Вскоре они приблизились к трактиру, чьи окошки светились мягким, тёплым светом, а оттуда, как из рога изобилия, струился аромат свежего хлеба и пряностей. В морозной тишине их смех звучал особенно задорно, а пар от дыхания рисовал в воздухе неведомые узоры. В этот миг Эйден понял, что, шаг за шагом, ледяные оковы его прошлого начинают таять. Рядом с Торстеном и остальными, кто окружал его заботой, он нашёл семью и почувствовал, что жизнь продолжается, наполняясь новыми красками, нежностью и радостью, словно весна, неугомонно пробивающаяся сквозь снег.

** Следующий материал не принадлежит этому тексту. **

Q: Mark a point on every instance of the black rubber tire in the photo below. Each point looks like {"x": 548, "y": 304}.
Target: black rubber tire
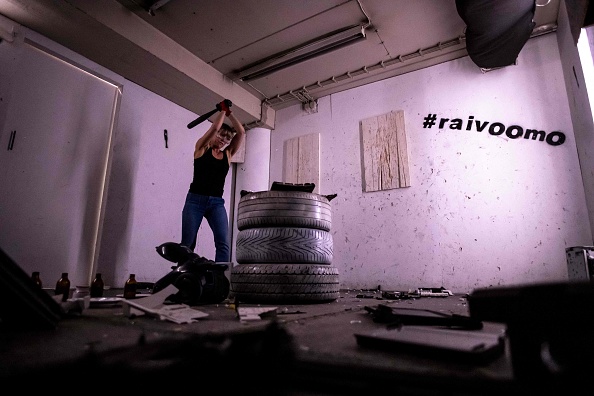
{"x": 284, "y": 245}
{"x": 284, "y": 209}
{"x": 284, "y": 283}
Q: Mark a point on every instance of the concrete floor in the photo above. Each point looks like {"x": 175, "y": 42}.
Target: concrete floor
{"x": 308, "y": 349}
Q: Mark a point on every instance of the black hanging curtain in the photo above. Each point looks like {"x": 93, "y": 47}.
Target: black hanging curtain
{"x": 496, "y": 30}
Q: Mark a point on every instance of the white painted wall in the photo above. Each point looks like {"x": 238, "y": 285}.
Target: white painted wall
{"x": 481, "y": 210}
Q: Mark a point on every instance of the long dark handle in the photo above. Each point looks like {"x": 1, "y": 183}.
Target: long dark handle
{"x": 202, "y": 118}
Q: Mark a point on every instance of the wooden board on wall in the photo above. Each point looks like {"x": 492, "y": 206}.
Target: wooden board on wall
{"x": 301, "y": 160}
{"x": 239, "y": 156}
{"x": 384, "y": 152}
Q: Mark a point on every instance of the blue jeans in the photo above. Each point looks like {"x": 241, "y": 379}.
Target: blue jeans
{"x": 213, "y": 209}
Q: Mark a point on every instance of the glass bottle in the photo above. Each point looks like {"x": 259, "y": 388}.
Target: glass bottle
{"x": 63, "y": 286}
{"x": 37, "y": 279}
{"x": 97, "y": 286}
{"x": 130, "y": 287}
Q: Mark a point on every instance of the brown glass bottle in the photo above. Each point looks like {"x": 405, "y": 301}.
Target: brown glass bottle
{"x": 37, "y": 279}
{"x": 97, "y": 286}
{"x": 63, "y": 286}
{"x": 130, "y": 287}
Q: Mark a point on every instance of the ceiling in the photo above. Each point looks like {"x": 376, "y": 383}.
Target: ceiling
{"x": 190, "y": 52}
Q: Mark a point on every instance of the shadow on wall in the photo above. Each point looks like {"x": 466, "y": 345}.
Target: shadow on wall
{"x": 115, "y": 235}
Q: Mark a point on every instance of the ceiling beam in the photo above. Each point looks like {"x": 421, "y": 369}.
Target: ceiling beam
{"x": 114, "y": 37}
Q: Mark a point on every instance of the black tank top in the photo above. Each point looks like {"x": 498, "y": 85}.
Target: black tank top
{"x": 210, "y": 174}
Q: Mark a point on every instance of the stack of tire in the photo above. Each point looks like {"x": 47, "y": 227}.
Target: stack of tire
{"x": 284, "y": 249}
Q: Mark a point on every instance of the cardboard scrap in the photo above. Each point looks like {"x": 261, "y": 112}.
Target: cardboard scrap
{"x": 154, "y": 305}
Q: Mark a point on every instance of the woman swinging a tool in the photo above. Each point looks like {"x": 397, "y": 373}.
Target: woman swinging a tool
{"x": 212, "y": 158}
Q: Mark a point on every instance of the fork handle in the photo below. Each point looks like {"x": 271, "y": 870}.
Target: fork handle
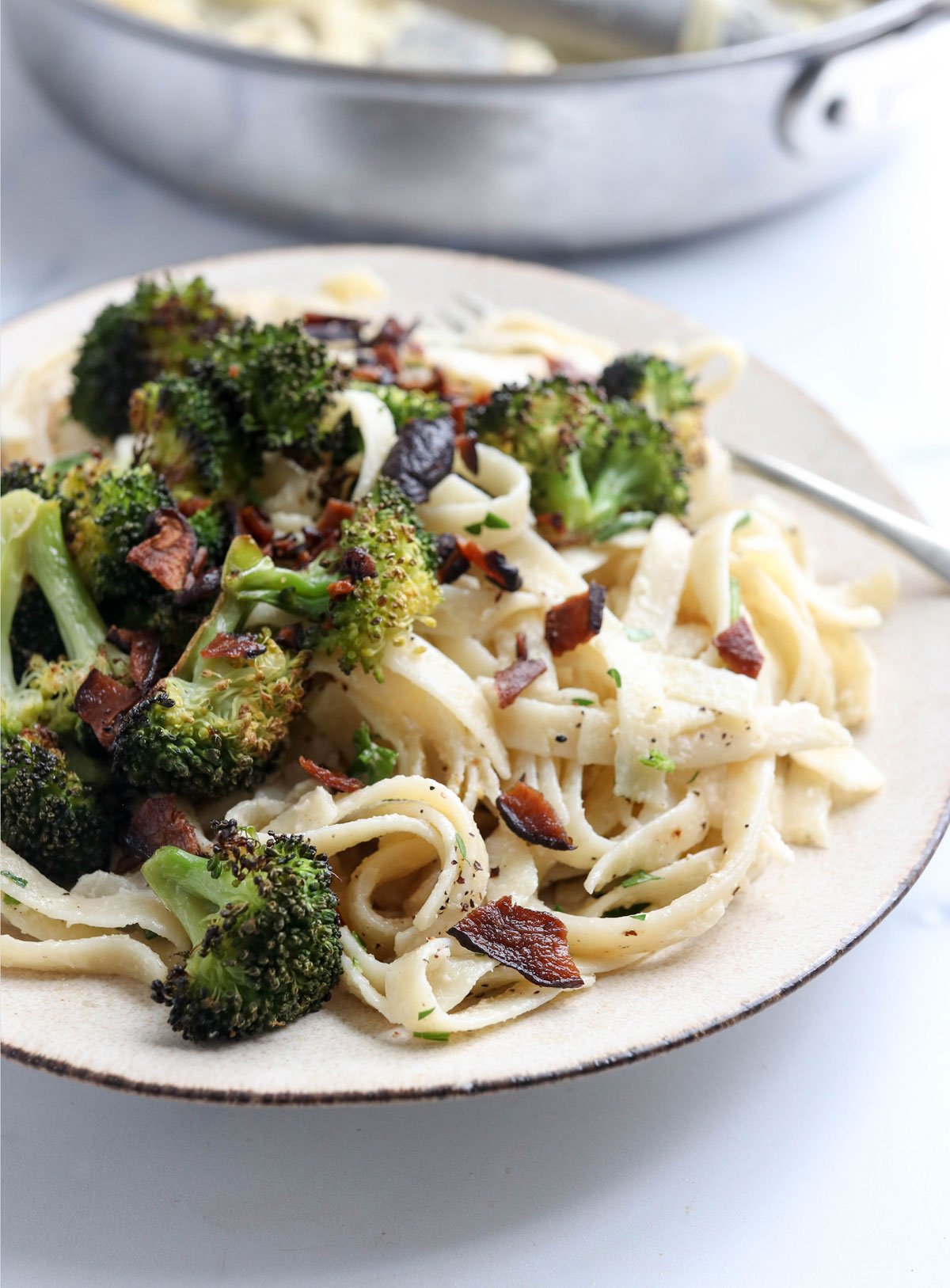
{"x": 915, "y": 538}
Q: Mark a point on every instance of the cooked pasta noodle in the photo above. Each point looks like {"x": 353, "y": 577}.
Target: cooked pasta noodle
{"x": 676, "y": 778}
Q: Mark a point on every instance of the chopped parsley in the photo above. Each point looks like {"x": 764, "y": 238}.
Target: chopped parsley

Когда они вошли внутрь, Эйдена окутал волшебный кокон домашнего уюта. В зале, освещённом мягким светом свечей и очага, царила приятная негромкая суета. Семьи за столами тихо переговаривались о грядущих праздниках, вспоминая былое и делясь надеждами на будущее. Тёплые голоса и аромат свежей выпечки, горячего мяса и пряных отваров пробуждали чувство защищённости — здесь, под тёплыми балками, можно было отдохнуть душой.
Дети смеялись, словно звонкие колокольчики, а взрослые, сбросив тяжесть повседневных забот, рассказывали друг другу истории. Эйден и Торстен застали этот покой в самом лучшем его проявлении.
— Эйден! Торстен! — раздался радостный голос Эйлы, хозяйки трактира. Её лицо, озарённое тихим светом и собственной открытой улыбкой, засияло ещё ярче, когда она увидела их. Будучи занятой подносами, блюдами и уборкой, она всё же нашла мгновение, чтобы приветливо кивнуть Эйдену. Заметив его покрасневшее от мороза лицо и тёплую ухмылку, Эйла словно ещё больше смягчилась, будто укутывая их невидимым шерстяным одеялом своей доброжелательности.
Рядом стоял Род — её муж, мужчина крепкого телосложения, скрестивший руки на груди. Он вёл тихий разговор с Сигмундом, своим тестем. Когда Эйден бросил на них взгляд, его душу согрело необычайное тепло: простая семья, не воины, не маги, не герои, а обыкновенные люди, державшиеся друг за друга, как крепкие корни могучего дерева. В этом зрелище была своя магия — магия единения и близости, словно здесь плелось невидимое кружево родства и дружбы.
Эйла, заметив, что Эйден замер на месте, с тёплой улыбкой поинтересовалась:
— О чём задумался, Эйден? — её голос звучал ласково, почти по-матерински. Потом она взглянула на Торстена, который наигранно нахмурился, и весело добавила: — И что ты снова с ним учинил?
Торстен, вскинув брови, громко воскликнул:
— Да он подножки мне ставит, как обычно! — В его сияющих глазах читалось озорство, а смех, готовый вырваться наружу, подтверждал: ни о какой обиде речи не шло. Это была их игра, их тайный язык веселья и поддразнивания.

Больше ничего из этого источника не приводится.